De nouvelles difficultés et questions ont surgi, ouvrant des chantiers qui exigent des investigations supplémentaires. En voici des exemples centraux, qui intéressent tout spécialement le projet de recherche, et dont l’investigation constitue ses enjeux.

1. On est encore bien loin de disposer d’une caractérisation satisfaisante de ce qui a été catégorisé comme aspects tacites mobilisés dans les pratiques théoriques et expérimentales ; de plus, les conséquences épistémologiques de l’intervention de tels aspects restent des questions discutées et fortement polémiques.

2. Certains aspects nouveaux, ou qui acquièrent une importance toujours grandissante dans les pratiques scientifiques contemporaines, appellent des réflexions spécifiques. C’est notamment le cas des simulations, sorte d’hybrides entre théorie et expérimentation dont la nature et le statut épistémologique sont problématiques. C’est également le cas des images scientifiques, dont les types sont de plus en plus variés avec la diversité des moyens techniques développés, et dont l’intervention dans une exploration, un argument, une explication ou une présentation scientifiques joue des rôles heuristiques, clarifiants ou probatoires particuliers à examiner de plus près.

3. Une tension irrésolue subsiste entre d’un côté les accents contextualistes et les conclusions relativistes qui se dégagent du tournant pratique, et d’autre part la conviction tenace, difficile à récuser et à laquelle il faut faire droit d’une manière ou d’une autre, de la robustesse des sciences dures, voire de leur universalité. Si certaines propositions prometteuses existent pour résoudre cette tension, notamment les tentatives de W. C. Wimsatt [1981, 2007] pour élaborer un modèle très général de « robustesse », il reste beaucoup à faire pour caractériser les processus et les stratégies par lesquels des accomplissements robustes se constituent dynamiquement au sein des pratiques effectives.
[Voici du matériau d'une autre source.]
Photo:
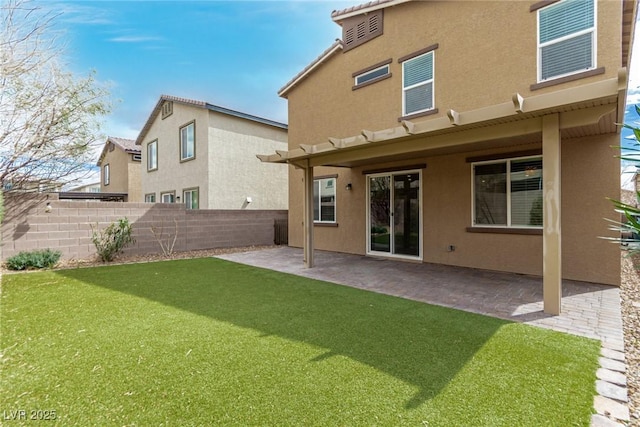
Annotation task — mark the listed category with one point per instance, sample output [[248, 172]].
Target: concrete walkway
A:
[[589, 310]]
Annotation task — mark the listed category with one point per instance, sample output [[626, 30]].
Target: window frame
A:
[[187, 158], [541, 46], [406, 60], [172, 194], [317, 202], [508, 194], [368, 81], [153, 143], [184, 198]]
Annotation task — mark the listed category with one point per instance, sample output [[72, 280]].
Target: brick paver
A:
[[588, 309]]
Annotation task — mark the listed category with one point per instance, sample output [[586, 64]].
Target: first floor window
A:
[[566, 38], [324, 200], [508, 193], [188, 142], [152, 155], [167, 197], [190, 198]]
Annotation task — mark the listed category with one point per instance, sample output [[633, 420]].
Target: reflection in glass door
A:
[[394, 214]]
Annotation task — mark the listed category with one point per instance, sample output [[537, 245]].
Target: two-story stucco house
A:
[[468, 133], [203, 155], [120, 164]]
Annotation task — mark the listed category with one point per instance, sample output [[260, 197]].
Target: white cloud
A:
[[134, 39]]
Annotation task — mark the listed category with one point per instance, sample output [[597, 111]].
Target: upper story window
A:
[[167, 109], [324, 200], [566, 38], [152, 155], [362, 28], [508, 193], [168, 197], [188, 142], [190, 198], [417, 84]]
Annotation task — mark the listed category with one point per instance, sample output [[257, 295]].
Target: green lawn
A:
[[210, 342]]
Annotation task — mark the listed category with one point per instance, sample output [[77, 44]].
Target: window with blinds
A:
[[417, 84], [566, 38], [360, 29], [508, 193]]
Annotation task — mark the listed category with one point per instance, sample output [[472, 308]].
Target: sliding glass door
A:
[[394, 214]]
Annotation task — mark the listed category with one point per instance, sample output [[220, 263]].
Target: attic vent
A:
[[360, 29], [167, 109]]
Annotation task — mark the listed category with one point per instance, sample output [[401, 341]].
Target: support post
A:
[[308, 216], [552, 242]]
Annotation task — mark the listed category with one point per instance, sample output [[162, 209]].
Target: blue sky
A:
[[236, 54]]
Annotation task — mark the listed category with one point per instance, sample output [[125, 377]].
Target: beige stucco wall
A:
[[172, 174], [226, 170], [486, 53], [235, 171], [447, 213]]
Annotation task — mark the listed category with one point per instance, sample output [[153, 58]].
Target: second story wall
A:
[[236, 174], [484, 52], [171, 175]]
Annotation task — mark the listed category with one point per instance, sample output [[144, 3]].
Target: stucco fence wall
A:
[[67, 227]]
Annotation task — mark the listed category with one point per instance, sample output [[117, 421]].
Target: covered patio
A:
[[590, 310]]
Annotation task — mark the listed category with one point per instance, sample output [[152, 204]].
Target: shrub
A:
[[113, 239], [46, 258]]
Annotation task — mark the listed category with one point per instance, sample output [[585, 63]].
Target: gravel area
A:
[[630, 306]]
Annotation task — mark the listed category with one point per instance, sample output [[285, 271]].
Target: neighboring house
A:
[[120, 168], [475, 134], [92, 187], [203, 155]]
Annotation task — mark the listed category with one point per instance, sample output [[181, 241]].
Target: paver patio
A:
[[588, 309]]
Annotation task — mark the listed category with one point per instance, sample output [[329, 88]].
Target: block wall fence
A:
[[67, 227]]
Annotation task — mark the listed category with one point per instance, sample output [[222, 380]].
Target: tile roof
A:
[[128, 145], [200, 104], [338, 15], [302, 74]]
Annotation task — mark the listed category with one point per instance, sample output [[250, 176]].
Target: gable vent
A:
[[360, 29]]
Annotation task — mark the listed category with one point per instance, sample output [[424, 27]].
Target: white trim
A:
[[310, 68], [425, 82], [335, 200], [355, 79], [507, 161], [364, 10], [390, 254]]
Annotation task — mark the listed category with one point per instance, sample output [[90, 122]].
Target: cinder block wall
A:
[[68, 226]]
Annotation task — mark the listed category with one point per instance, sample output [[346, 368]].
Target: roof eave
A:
[[335, 47]]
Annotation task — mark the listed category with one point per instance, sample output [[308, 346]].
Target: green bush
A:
[[46, 258], [113, 239]]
4. Au-delà d’un certain nombre de déclarations disséminées ici et là qui pointent vers la contingence de tel ou tel résultat scientifique, peu d’analyses systématiques ont été conduites sur cette question. Hacking est l’un des rares à en avoir amorcé une ([Hacking 2000]). Mais l’alternative « contingentisme ou inévitabilisme » n’est pas une opposition majeure relativement autonome bien identifiée, alors qu’elle correspond à une (peut-être à la) véritable division de fond au sein des penseurs de la science et est l’un des enjeux cruciaux qui se dégage du « tournant pratique » ([Soler 2008]).

5. La notion même de pratique scientifique requière des élaborations. Dans les pratiques scientifiques effectives, interviennent, entre autres, des ‘théories’ et des présupposés de toutes sortes qui orientent, des normes qui régulent, des buts et des intentions qui fonctionnent comme horizon, des savoir-faire qui constituent, et parfois – pour les pratiques expérimentales tout au moins – des objets matériels qui réagissent… La spécification positive et l’élaboration d’une conceptualisation adéquate des ingrédients susceptibles de constituer les pratiques demeure une tâche cruciale à accomplir. Les propositions existantes restent le plus souvent superficielles et vagues (faisant un large usage du ‘etc.’). Les ingrédients en question sont rarement thématisées et discutées systématiquement en vue d’une taxonomie à prétention générale. Et la compatibilité des diverses propositions n’a rien d’évident (Pour des exemples, voir [Hacking 1992], [Pickering 1995], [Ackermann 1985], [Galison 1987], [Gooding 1989]).

6. Au total, il n’est pas évident de déterminer ce que le « tournant pratique » nous a finalement appris sur les sciences, au-delà de la riche multitude des études de cas particuliers. La recherche d’une perspective d’ensemble qui identifie nettement les acquis, délimite les questions controversées, élabore des outils transversaux et propose autant que possible certaines solutions nouvelles est indispensable.

L’enjeu scientifique du projet est de faire progresser l’investigation de ces différents chantiers interactifs, forts du recul que permettent les quelques décennies de recherches déjà effectuées, en vue de dégager une conception de la science qui, sans prétendre à l’universel, transcende les cas singuliers et capture des traits saillants caractéristiques des pratiques scientifiques et de leurs accomplissements par opposition à d’autres activités humaines, et soit de plus capable d’expliquer comment, et en quel sens, les sciences établissent des résultats robustes et progressent.